Khan, who never tried to hide his links with the fundamentalists, is the only Kashmiri four star general in the Pakistan army. As lieutenant general, he was commander of the Lahore-based 4 Corps, which played a key role in the coup against Nawaz Sharif. A former ISI hand, he was also one of the masterminds of the Kargil conflict.
Aziz's overt relations ties with the ISI and the Taliban made India and the Americans uneasy. Under intense American pressure -- and perhaps also due to personal fears about Aziz's growing clout in the military and his rabid opposition to any truck with the US -- Musharraf promoted Aziz to full general and appointed him to the largely ceremonial post of Chairman of the Joint Chief of Staff Committee a day after the Americans starting bombing Afghanistan.
As chairman, Aziz does not participate in key corps commander meetings, which is where the real power lies.
Aziz is believed to have guided the negotiations between the hijackers of the Indian Airlines jet in Kandahar and the Indian authorities in December 1999. He is also said to be the 'chief of staff' of Pakistan's Army of Islam, formed with a nod and wink from the US to fight against the Soviets in Afghanistan. Today, this umbrella outfit is better know as the International Islamic Front, which counts the US, Israel and India among its main enemies.

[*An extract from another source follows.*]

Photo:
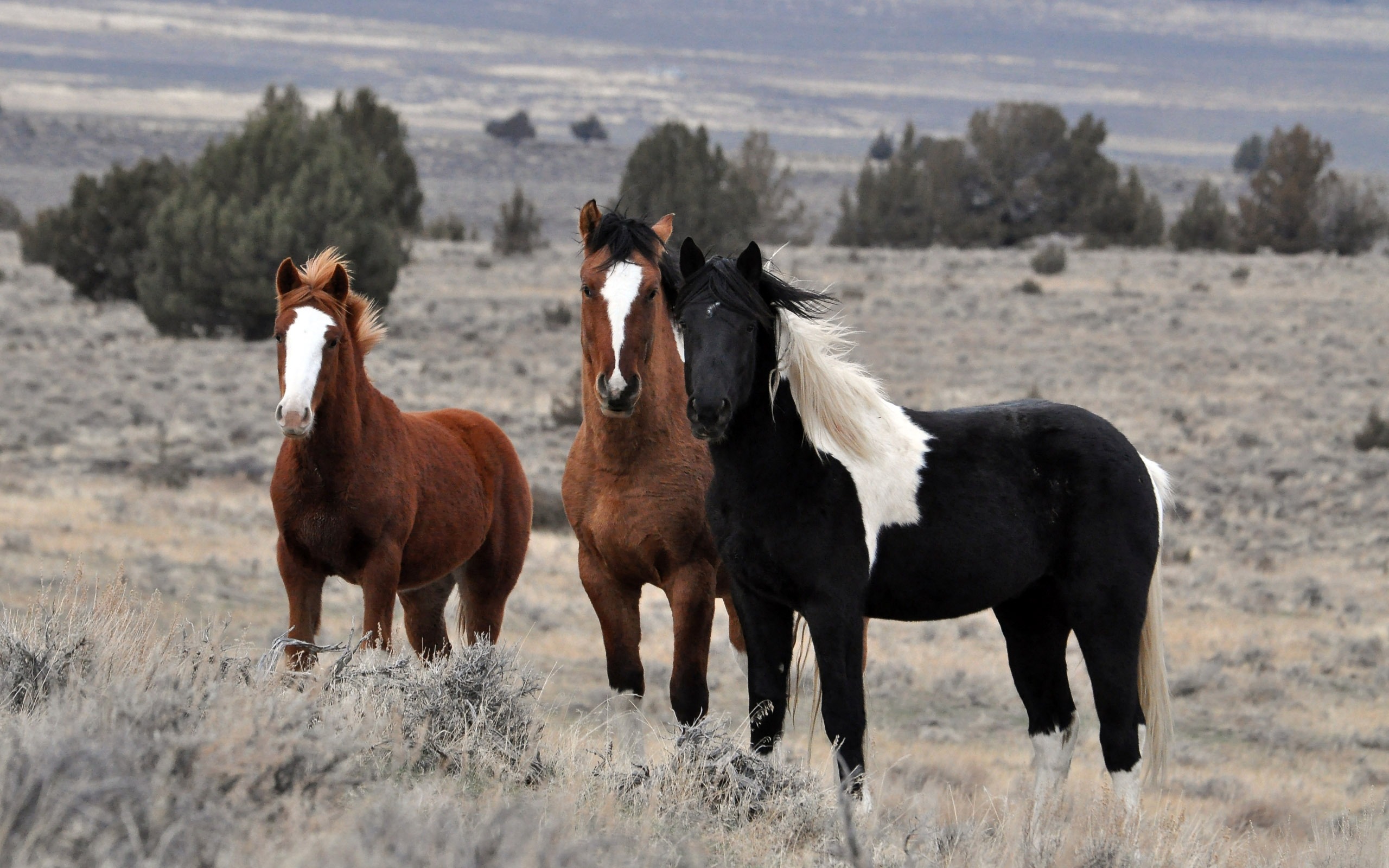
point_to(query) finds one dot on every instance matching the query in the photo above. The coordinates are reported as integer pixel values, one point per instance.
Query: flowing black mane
(624, 237)
(721, 281)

After laying low for some time, there were reports that Aziz had put the word out that he was amenable to taking over if the mullahs actually managed to depose Musharraf. These reports were later credited by Western analysts to Indian intelligence agencies, said to be hoping to cause a rift between the two generals.
Musharraf and Aziz go back a long way. It is quite possible that Musharraf deliberately, and with Aziz's knowledge and approval, uses the fundamentalist as a reminder to Washington of what could happen in case he is overthrown. The fact remains that in terms of rank, Aziz is Musharraf's successor.
But subsequent events indicate that the rift may be real, and wider than believed.
Aziz, who perhaps felt emboldened by the rising anti-Americanism in the Muslim world after the attack on Iraq, stepped up his tirade against America in public. And it was during Musharraf's last visit to the US (June 23 to 29) that he finally threw down the gauntlet.
Addressing a public gathering in Lahore, he said: 'America is the No 1 enemy of the Muslim world and is conspiring against Muslim nations all over the world.'
But that was not all. In a direct reference to his boss, he said politics should not be done in 'uniform.' This blatant attack --indicative of Aziz's perception that he has the requisite support from the mullahs who now hold electoral office as well as the more radical elements in the army -- is something Musharraf can ignore only at his peril.
As for India, Aziz said even if the Kashmir dispute was resolved, the two nations could never be friends.
Now that is a line likely to be picked up and used by those in India who believe the same thing.